Ravens are well known scavengers, but they are hunters too, preying opportunistically on ptarmigan, other birds, and small mammals. And they are kleptoparasites, meaning they steal food from other animals. Twice, I have watched brazen thefts of freshly caught ptarmigan from gyrfalcons, once by a pair and once by a gang of ravens.
At night ravens depend on their dense plumage and sheltered communal roosting sites for protection from the elements. In the Nome area, various abandoned structures such as dredges have served as roosts.
Willow and Rock Ptarmigan
Clad in cozy, white camouflage, ptarmigan even grow feathers on their feet, which provides insulation and a snowshoe effect as they walk over the snow.
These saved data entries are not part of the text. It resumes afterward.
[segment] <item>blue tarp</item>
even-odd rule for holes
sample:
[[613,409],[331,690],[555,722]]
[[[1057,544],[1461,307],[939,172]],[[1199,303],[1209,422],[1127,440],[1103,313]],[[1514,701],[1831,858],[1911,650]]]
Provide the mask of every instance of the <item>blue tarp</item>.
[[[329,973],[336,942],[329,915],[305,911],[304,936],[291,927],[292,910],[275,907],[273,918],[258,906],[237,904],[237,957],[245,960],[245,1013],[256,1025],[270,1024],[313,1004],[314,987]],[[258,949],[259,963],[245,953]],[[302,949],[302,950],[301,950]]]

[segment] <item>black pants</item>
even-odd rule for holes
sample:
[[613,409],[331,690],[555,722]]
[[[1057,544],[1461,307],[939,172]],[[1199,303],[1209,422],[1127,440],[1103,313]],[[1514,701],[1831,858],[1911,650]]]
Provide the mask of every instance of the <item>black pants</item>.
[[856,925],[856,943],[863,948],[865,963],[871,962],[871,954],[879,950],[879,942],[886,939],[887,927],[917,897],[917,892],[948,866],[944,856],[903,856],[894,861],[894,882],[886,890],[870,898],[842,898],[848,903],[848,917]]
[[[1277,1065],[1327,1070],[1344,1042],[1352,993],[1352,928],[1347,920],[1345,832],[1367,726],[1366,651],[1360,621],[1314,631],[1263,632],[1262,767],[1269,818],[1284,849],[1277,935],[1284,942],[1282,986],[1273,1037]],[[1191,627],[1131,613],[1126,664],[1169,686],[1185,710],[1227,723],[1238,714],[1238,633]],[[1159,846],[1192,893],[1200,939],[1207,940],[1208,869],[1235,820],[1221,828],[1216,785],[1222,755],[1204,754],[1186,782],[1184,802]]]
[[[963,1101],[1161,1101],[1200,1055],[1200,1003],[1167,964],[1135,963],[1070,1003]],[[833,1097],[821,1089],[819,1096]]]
At night and during stormy weather, ptarmigan hollow out snug chambers in the snow, usually amidst shrubbery. There they hunker, insulated by the snow and protected from bitter winds and cold.
In winter, willow ptarmigan feed on willow buds, while rock ptarmigan eat the buds and catkins of dwarf birch.
As the shrubs they depend on disappear under winter snows and their habitat shrinks, the birds may be forced to migrate beyond their breeding areas. In such cases, one might see nomadic flocks of hundreds of ptarmigan cruising low over the landscape, traveling as far as needed to find exposed shrubs that provide food and shelter.
Winter can be a challenging time for birds and other wildlife. It is when many populations experience their highest mortalities. Finding enough calories during short winter days to fuel long nights, while minimizing the calories burned obtaining them is a tough balancing act, in spite of all these marvelous adaptations.